Wer den Schaden hat, braucht für den Spott nicht zu sorgen. Den Schaden hatte unlängst Musical-Produzent Friedrich Kurz beim Konkurs von „Sag mir, wo die Blumen sind“. Es war das öffentliche Eingeständnis, daß man selbst mit einem Millionen- Werbeetat Mist nicht als Bonbon verkaufen kann. Spötterin und Diseuse Désirée Nick reagierte mit dem Soloprogramm „Eine Frau wird erst schön durch die Liebe“. Schon die Plakat-Inszenierung ließ keinen Zweifel aufkommen, daß man sich ausführlich dem Kurz-Unglück widmen würde.

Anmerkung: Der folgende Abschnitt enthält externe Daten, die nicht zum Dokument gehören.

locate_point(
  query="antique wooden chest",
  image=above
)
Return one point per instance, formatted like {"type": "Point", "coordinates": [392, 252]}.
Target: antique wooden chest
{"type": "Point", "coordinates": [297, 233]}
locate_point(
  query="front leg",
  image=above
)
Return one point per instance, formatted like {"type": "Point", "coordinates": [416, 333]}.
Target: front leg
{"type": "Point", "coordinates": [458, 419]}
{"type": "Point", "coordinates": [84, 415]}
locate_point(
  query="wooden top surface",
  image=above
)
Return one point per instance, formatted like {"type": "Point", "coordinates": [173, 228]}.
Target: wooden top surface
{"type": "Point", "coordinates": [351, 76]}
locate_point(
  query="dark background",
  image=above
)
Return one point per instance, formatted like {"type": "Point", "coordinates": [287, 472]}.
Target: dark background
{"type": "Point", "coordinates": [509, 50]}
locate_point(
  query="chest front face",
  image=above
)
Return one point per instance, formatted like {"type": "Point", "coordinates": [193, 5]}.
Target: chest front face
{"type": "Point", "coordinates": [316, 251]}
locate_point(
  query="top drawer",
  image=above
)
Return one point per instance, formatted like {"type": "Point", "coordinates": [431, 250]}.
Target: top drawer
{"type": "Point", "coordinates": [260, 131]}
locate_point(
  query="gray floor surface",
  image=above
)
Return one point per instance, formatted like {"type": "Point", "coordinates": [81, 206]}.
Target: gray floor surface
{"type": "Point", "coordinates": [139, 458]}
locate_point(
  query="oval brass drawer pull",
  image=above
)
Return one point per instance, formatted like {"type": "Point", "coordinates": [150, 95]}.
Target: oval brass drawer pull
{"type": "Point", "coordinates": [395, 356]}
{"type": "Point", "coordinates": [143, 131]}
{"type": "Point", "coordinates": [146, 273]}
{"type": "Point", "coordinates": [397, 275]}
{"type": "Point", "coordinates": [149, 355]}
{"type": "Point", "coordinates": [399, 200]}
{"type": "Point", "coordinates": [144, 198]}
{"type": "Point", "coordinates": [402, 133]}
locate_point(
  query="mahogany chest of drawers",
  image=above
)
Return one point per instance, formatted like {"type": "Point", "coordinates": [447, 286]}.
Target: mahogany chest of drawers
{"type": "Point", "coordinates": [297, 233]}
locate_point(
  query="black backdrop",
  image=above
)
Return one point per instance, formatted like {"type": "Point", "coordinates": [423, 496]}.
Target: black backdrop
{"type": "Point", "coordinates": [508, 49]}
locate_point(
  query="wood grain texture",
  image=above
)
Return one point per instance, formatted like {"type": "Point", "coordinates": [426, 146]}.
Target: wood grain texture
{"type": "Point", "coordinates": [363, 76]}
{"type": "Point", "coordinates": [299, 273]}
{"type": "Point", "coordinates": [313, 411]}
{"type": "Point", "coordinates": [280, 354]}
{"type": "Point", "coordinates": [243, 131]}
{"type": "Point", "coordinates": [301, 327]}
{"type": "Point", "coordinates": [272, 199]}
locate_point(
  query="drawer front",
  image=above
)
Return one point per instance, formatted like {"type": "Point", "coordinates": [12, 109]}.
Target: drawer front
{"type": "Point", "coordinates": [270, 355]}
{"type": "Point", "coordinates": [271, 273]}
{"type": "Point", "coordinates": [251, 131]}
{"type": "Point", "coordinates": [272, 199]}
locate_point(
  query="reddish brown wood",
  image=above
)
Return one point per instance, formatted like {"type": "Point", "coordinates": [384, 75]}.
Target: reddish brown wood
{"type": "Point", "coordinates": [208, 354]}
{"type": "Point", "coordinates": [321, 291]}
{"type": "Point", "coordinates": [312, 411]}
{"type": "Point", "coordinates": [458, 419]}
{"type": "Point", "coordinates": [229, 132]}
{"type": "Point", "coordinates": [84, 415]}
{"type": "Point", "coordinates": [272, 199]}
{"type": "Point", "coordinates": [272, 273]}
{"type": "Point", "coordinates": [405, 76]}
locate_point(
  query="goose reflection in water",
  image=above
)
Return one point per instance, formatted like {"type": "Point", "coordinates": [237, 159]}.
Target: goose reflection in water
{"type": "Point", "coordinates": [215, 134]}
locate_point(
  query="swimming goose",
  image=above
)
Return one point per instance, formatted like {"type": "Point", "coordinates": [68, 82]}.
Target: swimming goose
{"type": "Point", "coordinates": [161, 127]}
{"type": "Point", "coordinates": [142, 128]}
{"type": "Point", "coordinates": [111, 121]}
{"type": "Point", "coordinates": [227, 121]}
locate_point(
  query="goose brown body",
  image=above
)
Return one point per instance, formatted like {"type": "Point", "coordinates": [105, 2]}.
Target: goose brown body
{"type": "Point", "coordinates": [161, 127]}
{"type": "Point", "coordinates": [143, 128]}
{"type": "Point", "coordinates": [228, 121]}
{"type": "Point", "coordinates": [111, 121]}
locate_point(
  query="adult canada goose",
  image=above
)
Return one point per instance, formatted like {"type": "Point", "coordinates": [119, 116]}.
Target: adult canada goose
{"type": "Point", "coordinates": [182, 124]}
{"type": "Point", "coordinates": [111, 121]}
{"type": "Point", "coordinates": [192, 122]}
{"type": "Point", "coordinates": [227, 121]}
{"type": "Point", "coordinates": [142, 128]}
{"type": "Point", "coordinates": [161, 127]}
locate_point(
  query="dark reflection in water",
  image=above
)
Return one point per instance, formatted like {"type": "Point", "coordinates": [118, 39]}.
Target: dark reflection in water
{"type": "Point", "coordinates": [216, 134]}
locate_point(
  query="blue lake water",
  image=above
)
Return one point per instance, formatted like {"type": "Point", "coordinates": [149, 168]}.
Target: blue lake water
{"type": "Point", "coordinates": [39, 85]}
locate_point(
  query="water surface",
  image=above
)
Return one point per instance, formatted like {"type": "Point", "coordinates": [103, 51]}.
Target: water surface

Liebevoll trägt die Hauptakteurin das trauerbeflorte Konterfei des Gestürzten auf die Bühne, auf der es von Kitsch nur so wimmelt. Aus ihrer Fassungslosigkeit macht sie keinen Hehl. Sie hätte ihn schon immer vor der von Stechow gewarnt und sich selbst angeboten. Ihre Bemühungen für die Hauptrolle seien vergeblich geblieben, statt dessen habe sie sich als T-Shirt-Model bei der Vermarktung nützlich machen können. Und die Däumchen habe sie gedrückt. „Es hat auch geholfen. Ganz bestimmt. Gar nicht auszudenken, was passiert wäre, wenn ich nicht die Däumchen gedrückt hätte!“ So geht es unter und über der Gürtellinie weiter. Die Gunst ihres Lästerns wird gerecht auf die Prominenz verteilt. Was Sie schon immer über Ihre Medienwirkung wissen wollten – von Désirée Nick können Sie es erfahren. Als Waage („Aszendent: Ziege“) sorgt sie für den Ausgleich, indem sie vor eigenen Unzulänglichkeiten nicht haltmacht. Souverän belebt die Berliner Schauspielerin und Tänzerin den Beruf der Diseuse, für den es kaum Vorbilder und noch seltener akszeptable Konkurrenz gibt. Hans Uli von Erlach beschrieb ihn einmal als eine Mischung aus Kabarettistin, Femme fatal und literarischer Kämpferin. Auf jeden Fall gehört Lebenserfahrung dazu, um die Lieder, die stets und ständig um das Thema Liebe kreisen, glaubhaft interpretieren zu können. Désirée Nick beläßt es nicht bei der Interpretation. Großzügig verändert sie die jahrzehntealten, etwas angestaubten Liedtexte im Sinne des Zeitgeistes.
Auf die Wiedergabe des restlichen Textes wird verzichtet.